Re: 2.6.21-rc3-mm1 RSDL results
From: Matt Mackall
Date: Fri Mar 09 2007 - 15:59:25 EST
On Fri, Mar 09, 2007 at 07:39:05PM +1100, Con Kolivas wrote:
> On Friday 09 March 2007 19:20, Matt Mackall wrote:
> > And I've just rebooted with NO_HZ and things are greatly improved. At
> > idle, Beryl effects are silky smooth (possibly better than stock) and
> > shows less load. Under 'make', Beryl is still responsive as is Galeon.
> > No sign of lagging mouse or typing.
> >
> > Under make -j 5, things are intermittent. Galeon scrolling is
> > sometimes still responsive, but Beryl, terminals and mouse still drag
> > quite a bit.
>
> I just replied before you sent this one out I think our messages passed each
> other across the ocean somewhere. I don't quite get what combination of
> factors you're saying here caused great improvement. Was it enabling NO_HZ on
> mainline cpu scheduler or disabling NO_HZ or on RSDL?
Ok, I've now disabled sched_yield (I'm using xorg radeon drivers).
So far:
rc2-mm2 RSDL RSDL+NO_HZ RSDL+NO_HZ+no_yield estimated CPU
no load
beryl good good great great ~30% at 600MHz
galeon good good good good 100% at 600MHz
mp3 good good good good < 5% at 600MHz
terminal good good good good ~0
mouse good good good good ~0
make
beryl awful ok good
galeon bad ok good
mp3 good good good
terminal bad good good
mouse bad good good
make -j2
beryl awful bad/ok
metacity bad/ok <- it's not beryl-specifc
galeon bad bad/ok
mp3 good good
terminal bad bad/ok
mouse bad bad/ok
make -j5
beryl ok awful awful awful/bad
galeon ok bad bad bad
mp3 good good good a couple skips
terminal ok bad bad bad
mouse good bad bad bad
memload x5
beryl ok/good
galeon ok/good
mp3 good
terminal ok/good
mouse ok/good
good = no problems
ok = noticeable latency
bad = hard to use
awful = completely unusable
By the way, make -j5 is my usual kernel compile because it gives me
the best wall time on this box.
A priori, this load should be manageable by RSDL as the interactive
loads are all pretty small. So I wrote a little Python script that
basically continuously memcpys some 16MB chunks of memory:
#!/usr/bin/python
a = "a" * 16 * 1024 * 1024
while 1:
b = a[1:] + "b"
a = b[1:] + "c"
I've got 1.5G of RAM, so I can run quite a few of these without
killing my pagecache. This should test whether a) Beryl's actually
running up against memory bandwidth issues and b) whether "simple"

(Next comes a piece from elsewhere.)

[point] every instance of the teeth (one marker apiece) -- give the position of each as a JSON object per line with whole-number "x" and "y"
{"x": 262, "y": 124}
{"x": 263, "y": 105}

static loads work. As you can see, running 5 instances of this script
leaves me in good shape still. 10 is still in "ok" territory, with top
showing each getting 9.7-10% of the CPU. 15 starts to feel sluggish.
20 the mouse jumps a bit and I got an MP3 skip. 30 is getting pretty
bad, but still not as bad as the make -j 5 load.
My suspicion is the problem lies in giving too much quanta to
newly-started processes.
--
Mathematics is the supreme nostalgia of our time.